The media are often less than creative when seeing large absolute profit figures. BBC, for one, always just send someone off to the pumps to wind up a driver.

It's a free market. I don't care how much BP make. If it's "too much" I expect someone else to enter the market and compete. Unlike the banks, these companies are not a Government-backed quasi cartel; they work and invest like stink to make a profit. Good for them. We're lucky to have them in the UK given that nearly all their money is made overseas. Needless to say, the BBC didn't mention their massive tax bill propping up Gordon et al.

THEY MAKE PEANUTS FROM SELLING PETROL.
Excessive oil company profits? - jbif
Stu, can you really be making 83%, or have you forgotten expenses? On other postings, you mentioned other competitors were making life tough for you?


I too have wondered about this and asked the question about his overheads at least a couple of times in Stu's various threads. I think the term "profit" may mean something different to non-accountants. At 80% plus profit, it seems that valeting is a good business to be in. High street retailers can only generally manage a margin of 10 to 15%.

Excessive oil company profits? - Optimist
THEY MAKE PEANUTS FROM SELLING PETROL. >>


Tesco operate on wafer thin margins in the grocery business but make huge profits because billions of tuppences and thruppences add up. Take away the petrol pumps and there's less to do with the oil the oil companies extract.

The poster was making the oil companies sound like some sort of charity. They're not. From what everyone has been saying on here, oil is a tough business to be in. So it must follow that you wouldn't be there unless you felt you were making a decent profit.

And without a decent profit you can't have a "massive tax bill".

Edited by Optimist on 01/05/2008 at 11:41

Excessive oil company profits? - jbif
So it must follow that you wouldn't be there unless you felt you were making a decent profit.

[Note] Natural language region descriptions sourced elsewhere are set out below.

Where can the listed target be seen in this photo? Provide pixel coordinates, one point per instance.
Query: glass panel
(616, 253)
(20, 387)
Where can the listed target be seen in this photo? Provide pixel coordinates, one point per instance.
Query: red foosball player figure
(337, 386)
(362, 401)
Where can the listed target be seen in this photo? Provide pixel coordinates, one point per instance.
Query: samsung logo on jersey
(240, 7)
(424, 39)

Is that why BP sold off Grangemouth refinery to Ineos 3 years ago?

Excessive oil company profits? - Optimist
I don't know why they sold. They made a decent profit first quarter this year, anyway.

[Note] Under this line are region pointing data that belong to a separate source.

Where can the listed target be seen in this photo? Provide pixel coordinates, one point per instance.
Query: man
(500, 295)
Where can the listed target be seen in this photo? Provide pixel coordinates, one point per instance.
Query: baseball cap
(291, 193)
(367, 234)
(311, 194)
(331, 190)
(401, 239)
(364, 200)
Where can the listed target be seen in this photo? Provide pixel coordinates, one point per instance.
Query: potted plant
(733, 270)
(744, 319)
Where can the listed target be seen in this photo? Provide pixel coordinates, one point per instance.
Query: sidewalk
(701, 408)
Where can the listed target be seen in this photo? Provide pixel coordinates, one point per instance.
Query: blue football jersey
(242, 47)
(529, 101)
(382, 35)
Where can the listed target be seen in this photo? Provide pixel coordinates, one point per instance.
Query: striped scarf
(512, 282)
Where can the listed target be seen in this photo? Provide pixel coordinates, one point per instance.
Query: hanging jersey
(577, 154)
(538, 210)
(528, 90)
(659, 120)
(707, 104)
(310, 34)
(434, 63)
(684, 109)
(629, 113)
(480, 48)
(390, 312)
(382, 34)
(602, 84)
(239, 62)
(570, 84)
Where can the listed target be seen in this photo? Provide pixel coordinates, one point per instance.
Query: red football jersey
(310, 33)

Alternatively: why did Ineos buy unless they knew they could make a decent profit?
Excessive oil company profits? - jbif
Alternatively: why did Ineos buy unless they knew they could make a decent profit?


Ineos thought (not knew) they could make a decent profit. But as the strike last week proved, Ineos misjudged what they were buying in to.

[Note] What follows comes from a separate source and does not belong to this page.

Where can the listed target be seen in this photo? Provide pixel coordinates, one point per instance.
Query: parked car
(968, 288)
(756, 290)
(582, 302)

Excessive oil company profits? - Optimist
OK. Let's wait and see.
Excessive oil company profits? - hxj

As a non-accountant I don't see the problems with the 83% profit margin. As I understand things Stu works on his own and exploits his own skills and abilities.

I see it entirely feasible for him to say charge £12 a hour and spend £1 on materials and £1 on other costs. Giving you a profit margin of 83%.
Excessive oil company profits? - jbif
As a non-accountant .... Giving you a profit margin of 83%.


How much are you allowing for the cost of labour?

Excessive oil company profits? - Roly93
Stu can you really be making 83% or have you forgotten expenses? On other postings
you mentioned other competitors were making life tough for you?

A post P&L profit of 83% on almost any business is almost impossible I would have thought, apart from things like the oldest profession in the world !
Excessive oil company profits? - Optimist
If Stu put his time through his accounts at, say, £10 an hour I imagine that would make a big difference to his figure.
Excessive oil company profits? - Hamsafar
"I don't know why they sold. They made a decent profit first quarter this year, anyway."

The reason the oil companies are selling these areas of the business is due to events such as EXXON Valdiz. After that, the industry started to to sell off risky parts of the business such as shipping so that they don't get the bad P.R. when a disaster occurs and so that the smaller company would fold because it has no brand it is disposable. It is much better for Shell, BP etc... to be a customer than the polluter. Of course, a bit of digging will show that the same families own these smaller companies as the oil companies.